Cela passe par une politique économique qui renforce la compétitivité et l’innovation. Il s’agit d’abord aujourd’hui d’offrir aux entrepreneurs, aux investisseurs, aux salariés ce qui manque tant au monde : de la sécurité, de la prévisibilité, de la clarté. Nous devons être capables de garantir plusieurs sécurités économiques essentielles: une sécurité physique des personnes et des biens ; une sécurité juridique mettant fin à l’empilement des textes et assurant une mesure de leur impact avant toute modification ; une sécurité fiscale en offrant une visibilité pluriannuelle ; une sécurité de la propriété intellectuelle en renforçant la lutte contre l’espionnage industriel et la protection des brevets.
2. La France, c'est aussi une jeunesse qui reprend espoir en ses propres forces.
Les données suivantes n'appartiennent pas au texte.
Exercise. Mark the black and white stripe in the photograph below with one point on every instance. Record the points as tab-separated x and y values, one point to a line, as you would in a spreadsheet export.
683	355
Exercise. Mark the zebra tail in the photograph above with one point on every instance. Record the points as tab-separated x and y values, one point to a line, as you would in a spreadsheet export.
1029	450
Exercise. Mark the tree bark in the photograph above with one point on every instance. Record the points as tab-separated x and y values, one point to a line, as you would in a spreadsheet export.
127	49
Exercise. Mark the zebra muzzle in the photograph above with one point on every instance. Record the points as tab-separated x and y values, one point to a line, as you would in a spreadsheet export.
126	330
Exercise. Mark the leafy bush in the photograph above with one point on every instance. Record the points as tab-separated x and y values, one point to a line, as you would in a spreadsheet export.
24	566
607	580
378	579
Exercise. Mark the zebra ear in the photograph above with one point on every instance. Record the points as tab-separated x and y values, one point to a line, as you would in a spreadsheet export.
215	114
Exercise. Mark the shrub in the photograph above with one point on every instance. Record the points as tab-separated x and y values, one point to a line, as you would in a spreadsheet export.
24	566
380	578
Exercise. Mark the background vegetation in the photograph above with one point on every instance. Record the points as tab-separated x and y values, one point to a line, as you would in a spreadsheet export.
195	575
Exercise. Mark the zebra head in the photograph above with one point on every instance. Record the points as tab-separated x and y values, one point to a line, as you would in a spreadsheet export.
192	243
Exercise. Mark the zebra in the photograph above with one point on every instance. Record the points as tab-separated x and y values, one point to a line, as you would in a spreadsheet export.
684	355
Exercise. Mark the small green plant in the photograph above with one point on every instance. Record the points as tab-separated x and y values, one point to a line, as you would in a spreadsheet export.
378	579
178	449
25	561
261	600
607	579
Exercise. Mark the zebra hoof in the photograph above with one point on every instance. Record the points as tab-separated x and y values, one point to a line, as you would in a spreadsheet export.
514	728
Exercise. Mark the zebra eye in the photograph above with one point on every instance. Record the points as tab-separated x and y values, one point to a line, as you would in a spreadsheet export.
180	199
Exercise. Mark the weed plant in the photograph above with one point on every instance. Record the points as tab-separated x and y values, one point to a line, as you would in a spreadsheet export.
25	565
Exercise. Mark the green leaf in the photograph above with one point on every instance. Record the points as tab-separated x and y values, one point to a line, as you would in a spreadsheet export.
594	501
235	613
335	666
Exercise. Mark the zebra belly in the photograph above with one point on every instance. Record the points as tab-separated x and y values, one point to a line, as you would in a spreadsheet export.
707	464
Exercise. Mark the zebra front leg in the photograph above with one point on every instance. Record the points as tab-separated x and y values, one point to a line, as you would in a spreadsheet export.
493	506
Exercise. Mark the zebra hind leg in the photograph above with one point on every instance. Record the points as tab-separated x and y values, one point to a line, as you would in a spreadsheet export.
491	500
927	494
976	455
La France est une chaîne de générations dont nous ne sommes chacune et chacun qu’un maillon. Nous ne la possédons pas. Nous la recevons. À charge pour nous de l’aimer de toutes nos forces et de la transmettre. Rompez un seul de ses anneaux, par le mépris, par l’exclusion ou par la guerre, et c’est tout l’édifice qui vacille.
Nous traversons aujourd’hui une crise de transmission. Les enfants se retrouvent pris au piège d’un monde qui ne fait plus lien. Sans lien, plus de transmission possible. La satisfaction immédiate et factice des besoins, des désirs, des impulsions empêche la rencontre, le lien, l’altérité et en définitive la construction d’une personnalité autonome. Ce qui est en danger : la souveraineté, la dignité, l’unité de l’individu. L’être humain éclaté.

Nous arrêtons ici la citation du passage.